Conrad died in 918 without issue. On his deathbed, mindful only of the welfare of the empire, he proved himself deserving even by his latest act of the crown he had so worthily worn, by charging his brother Eberhard to forget the ancient feud between their houses, and to deliver the crown with his own hands to his enemy, the free-spirited Henry, whom he judged alone capable of meeting all the exigencies of the State. Eberhard obeyed his brother’s injunctions, and the princes respected the will of their dying sovereign.

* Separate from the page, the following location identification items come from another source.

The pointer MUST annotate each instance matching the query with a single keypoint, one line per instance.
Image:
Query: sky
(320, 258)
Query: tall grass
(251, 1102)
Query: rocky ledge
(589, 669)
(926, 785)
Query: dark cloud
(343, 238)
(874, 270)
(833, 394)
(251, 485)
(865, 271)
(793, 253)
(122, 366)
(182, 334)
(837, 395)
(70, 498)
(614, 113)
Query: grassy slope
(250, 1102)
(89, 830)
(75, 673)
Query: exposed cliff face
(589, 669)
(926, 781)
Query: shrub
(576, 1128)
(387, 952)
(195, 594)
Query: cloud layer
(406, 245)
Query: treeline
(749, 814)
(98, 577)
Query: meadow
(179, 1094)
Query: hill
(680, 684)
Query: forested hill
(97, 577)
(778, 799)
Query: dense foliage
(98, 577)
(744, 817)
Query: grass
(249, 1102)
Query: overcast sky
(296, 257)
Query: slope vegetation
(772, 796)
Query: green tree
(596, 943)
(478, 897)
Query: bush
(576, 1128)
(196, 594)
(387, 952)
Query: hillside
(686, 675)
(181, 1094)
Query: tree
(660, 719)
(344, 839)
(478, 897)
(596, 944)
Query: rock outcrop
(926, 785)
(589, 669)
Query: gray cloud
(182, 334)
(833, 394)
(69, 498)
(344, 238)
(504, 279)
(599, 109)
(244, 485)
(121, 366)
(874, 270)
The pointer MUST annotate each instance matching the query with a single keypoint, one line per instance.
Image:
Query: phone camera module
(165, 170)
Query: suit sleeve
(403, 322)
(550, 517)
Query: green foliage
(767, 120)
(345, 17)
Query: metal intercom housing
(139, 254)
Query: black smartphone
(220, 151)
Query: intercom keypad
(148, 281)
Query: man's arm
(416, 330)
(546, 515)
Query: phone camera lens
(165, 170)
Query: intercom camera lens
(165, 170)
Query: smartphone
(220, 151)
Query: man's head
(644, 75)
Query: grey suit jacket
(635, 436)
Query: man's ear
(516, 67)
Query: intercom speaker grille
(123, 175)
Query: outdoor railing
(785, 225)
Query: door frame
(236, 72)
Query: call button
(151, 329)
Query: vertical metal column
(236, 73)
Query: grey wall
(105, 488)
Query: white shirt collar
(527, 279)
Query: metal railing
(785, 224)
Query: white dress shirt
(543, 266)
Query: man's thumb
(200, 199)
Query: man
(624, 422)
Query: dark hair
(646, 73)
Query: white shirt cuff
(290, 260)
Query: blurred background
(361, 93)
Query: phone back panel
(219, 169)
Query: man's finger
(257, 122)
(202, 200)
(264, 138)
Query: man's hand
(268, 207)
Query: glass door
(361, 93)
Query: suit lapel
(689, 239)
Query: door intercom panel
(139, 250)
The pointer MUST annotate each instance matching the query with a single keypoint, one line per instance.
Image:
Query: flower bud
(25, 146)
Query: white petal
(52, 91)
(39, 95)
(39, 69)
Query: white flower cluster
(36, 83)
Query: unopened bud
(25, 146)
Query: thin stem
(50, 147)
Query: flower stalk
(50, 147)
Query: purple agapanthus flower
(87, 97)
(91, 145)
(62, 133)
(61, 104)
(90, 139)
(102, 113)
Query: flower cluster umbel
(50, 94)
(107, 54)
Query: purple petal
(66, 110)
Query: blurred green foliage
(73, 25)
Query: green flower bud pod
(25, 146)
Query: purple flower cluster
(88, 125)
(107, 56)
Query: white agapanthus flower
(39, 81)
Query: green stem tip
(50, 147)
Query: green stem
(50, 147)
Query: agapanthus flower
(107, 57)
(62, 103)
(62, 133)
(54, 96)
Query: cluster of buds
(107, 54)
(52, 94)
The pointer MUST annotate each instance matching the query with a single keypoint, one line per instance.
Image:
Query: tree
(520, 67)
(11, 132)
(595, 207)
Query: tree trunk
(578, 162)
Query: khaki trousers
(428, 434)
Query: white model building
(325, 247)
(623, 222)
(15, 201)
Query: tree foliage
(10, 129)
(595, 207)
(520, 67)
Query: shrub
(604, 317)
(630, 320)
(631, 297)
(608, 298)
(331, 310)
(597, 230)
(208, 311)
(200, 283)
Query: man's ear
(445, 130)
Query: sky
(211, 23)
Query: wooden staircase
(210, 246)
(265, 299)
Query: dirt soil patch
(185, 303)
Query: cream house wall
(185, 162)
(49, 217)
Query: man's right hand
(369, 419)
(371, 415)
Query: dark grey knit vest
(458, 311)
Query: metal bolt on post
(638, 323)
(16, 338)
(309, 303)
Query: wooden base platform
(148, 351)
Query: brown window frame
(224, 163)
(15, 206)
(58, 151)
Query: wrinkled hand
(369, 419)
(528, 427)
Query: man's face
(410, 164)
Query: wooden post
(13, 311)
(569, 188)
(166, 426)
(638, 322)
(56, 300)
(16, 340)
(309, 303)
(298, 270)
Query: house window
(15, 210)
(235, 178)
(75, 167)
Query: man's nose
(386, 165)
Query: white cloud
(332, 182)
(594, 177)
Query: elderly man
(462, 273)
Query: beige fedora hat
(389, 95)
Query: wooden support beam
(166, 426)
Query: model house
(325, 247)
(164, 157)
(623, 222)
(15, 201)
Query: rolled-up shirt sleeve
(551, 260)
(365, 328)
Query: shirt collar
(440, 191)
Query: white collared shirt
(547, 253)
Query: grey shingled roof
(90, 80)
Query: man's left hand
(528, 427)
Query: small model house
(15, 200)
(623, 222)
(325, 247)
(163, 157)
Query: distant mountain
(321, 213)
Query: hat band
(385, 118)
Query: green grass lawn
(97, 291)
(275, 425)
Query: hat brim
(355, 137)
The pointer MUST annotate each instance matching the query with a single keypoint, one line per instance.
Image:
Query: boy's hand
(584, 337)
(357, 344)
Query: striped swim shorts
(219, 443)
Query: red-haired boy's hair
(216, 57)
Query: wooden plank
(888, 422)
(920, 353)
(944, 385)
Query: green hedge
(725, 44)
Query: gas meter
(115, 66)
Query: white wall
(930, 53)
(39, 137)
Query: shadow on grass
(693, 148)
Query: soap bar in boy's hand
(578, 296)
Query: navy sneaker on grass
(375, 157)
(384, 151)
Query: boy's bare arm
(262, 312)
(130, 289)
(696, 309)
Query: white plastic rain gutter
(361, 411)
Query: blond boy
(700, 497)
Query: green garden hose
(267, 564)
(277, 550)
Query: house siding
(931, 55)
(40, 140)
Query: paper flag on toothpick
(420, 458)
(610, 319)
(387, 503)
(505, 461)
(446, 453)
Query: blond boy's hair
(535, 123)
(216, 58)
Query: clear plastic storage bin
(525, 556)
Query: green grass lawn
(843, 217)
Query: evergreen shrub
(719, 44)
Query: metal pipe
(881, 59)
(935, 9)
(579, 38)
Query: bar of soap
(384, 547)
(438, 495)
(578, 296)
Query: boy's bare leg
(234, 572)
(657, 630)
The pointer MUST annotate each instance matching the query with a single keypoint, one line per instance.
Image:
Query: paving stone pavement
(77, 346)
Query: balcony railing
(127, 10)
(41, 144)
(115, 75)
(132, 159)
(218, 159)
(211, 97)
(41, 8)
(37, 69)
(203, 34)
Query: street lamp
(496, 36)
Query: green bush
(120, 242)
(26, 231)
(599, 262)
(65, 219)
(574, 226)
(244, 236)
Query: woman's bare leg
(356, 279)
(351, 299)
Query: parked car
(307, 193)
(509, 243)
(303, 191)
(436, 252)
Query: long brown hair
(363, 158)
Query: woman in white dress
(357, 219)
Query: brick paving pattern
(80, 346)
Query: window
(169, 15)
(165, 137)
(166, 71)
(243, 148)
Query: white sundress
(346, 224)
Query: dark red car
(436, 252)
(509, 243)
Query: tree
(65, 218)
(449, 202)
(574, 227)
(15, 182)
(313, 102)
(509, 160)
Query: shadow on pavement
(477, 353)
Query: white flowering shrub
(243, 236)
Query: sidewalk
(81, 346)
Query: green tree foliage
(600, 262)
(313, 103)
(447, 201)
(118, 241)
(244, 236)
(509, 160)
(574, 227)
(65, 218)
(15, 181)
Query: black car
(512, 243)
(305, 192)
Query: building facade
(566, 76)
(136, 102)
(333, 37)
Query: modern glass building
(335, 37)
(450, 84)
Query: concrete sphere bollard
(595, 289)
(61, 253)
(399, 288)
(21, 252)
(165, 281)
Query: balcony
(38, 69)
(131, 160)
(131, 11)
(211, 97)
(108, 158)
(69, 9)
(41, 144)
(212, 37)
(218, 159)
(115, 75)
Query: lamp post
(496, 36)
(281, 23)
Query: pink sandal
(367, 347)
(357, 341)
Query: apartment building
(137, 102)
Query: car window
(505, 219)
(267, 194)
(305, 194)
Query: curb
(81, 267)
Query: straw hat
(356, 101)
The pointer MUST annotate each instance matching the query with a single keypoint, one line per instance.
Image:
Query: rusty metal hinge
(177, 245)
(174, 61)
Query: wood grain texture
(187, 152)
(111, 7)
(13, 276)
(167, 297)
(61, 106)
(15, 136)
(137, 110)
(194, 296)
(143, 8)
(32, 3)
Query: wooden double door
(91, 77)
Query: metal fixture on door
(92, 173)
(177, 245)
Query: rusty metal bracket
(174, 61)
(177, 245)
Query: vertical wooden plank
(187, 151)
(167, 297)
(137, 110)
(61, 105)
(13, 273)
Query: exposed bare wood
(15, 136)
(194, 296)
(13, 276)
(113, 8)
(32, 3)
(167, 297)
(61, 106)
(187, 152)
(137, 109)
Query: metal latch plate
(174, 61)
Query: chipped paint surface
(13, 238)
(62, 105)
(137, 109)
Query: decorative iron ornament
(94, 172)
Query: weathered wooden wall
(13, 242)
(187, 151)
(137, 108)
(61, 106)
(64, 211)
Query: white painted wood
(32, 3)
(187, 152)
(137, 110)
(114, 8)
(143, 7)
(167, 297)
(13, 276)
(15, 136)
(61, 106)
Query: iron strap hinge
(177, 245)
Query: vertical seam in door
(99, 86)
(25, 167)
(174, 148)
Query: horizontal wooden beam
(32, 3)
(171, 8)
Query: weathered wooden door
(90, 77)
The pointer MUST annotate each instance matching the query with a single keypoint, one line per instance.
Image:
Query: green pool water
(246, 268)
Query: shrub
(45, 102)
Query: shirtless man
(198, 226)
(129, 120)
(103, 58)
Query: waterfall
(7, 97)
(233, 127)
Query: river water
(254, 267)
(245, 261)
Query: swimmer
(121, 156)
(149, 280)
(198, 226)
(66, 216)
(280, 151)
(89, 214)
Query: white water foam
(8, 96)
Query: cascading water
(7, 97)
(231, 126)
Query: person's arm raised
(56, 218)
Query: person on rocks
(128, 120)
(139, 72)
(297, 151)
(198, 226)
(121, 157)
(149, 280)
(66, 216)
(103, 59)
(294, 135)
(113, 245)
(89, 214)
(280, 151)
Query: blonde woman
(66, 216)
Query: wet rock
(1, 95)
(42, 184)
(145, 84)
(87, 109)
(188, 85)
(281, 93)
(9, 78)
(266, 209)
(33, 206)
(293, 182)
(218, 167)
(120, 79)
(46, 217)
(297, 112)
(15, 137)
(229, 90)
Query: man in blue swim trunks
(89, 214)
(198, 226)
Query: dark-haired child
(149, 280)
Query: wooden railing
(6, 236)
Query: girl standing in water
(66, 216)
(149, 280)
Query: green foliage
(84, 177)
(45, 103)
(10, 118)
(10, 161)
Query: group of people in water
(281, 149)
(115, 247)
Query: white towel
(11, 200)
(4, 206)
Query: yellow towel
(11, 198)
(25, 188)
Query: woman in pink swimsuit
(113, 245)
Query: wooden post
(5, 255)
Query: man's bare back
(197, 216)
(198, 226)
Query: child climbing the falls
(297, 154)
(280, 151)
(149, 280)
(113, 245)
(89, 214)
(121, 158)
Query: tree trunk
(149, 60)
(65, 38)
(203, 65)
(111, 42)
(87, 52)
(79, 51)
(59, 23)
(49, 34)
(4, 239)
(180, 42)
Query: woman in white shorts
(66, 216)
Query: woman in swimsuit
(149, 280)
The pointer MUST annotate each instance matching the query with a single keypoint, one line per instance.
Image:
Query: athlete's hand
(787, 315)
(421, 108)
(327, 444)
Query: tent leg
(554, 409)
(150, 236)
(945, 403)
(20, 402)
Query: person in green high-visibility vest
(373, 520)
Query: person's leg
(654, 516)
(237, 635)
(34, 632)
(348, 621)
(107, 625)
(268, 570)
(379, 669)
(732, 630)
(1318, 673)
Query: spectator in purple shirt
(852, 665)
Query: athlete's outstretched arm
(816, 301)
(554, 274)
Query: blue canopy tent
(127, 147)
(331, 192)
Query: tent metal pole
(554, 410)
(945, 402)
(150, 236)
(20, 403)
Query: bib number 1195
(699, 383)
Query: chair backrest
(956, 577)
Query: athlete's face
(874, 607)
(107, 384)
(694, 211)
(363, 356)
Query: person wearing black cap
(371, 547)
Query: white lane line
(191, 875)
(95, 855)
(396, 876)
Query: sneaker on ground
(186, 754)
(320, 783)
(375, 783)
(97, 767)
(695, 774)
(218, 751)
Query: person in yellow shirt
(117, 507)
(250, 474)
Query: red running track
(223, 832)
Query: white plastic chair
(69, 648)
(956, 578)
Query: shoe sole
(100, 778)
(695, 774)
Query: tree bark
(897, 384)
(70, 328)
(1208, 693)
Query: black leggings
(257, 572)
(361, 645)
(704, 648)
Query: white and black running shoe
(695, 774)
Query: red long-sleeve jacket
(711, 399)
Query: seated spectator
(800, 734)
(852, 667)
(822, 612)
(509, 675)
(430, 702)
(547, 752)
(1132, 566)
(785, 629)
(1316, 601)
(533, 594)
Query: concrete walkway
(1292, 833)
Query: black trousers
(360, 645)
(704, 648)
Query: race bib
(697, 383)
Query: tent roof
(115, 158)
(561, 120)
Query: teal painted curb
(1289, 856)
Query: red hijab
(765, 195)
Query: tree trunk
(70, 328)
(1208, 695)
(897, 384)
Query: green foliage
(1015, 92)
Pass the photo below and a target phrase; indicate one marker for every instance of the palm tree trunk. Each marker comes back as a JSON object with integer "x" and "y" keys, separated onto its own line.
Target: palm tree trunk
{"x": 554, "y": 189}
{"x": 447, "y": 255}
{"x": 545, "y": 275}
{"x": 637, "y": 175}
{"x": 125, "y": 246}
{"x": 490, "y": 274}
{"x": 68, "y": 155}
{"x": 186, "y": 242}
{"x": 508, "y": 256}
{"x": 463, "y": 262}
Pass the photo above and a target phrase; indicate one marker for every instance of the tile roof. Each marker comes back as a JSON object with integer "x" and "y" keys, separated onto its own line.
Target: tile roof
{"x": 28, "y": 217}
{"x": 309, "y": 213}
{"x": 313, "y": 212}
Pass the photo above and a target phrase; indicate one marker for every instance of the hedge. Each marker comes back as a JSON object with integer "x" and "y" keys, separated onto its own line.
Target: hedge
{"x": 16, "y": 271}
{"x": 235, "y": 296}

The princes, with the exception of Burkhard and of Arnulf, assembled at Fritzlar, elected the absent Henry king, and dispatched an embassy to inform him of their decision. It is said that the young duke was at the time among the Harz Mountains, and that the ambassadors found him in the homely attire of a sportsman in the fowling floor. He obeyed the call of the nation without delay and without manifesting surprise. For the error he had committed in rebelling against the State, it was his firm purpose to atone for by his conduct as Emperor. Of a lofty and majestic stature, although slight and youthful in form, powerful and active in person, with a commanding and penetrating glance, his very appearance attracted popular favor; besides these personal advantages, he was prudent and learned, and possessed a mind replete with intelligence. The influence of such a monarch on the progressive development of society in Germany could not fail of producing results fully equaling the improvements introduced by Charlemagne.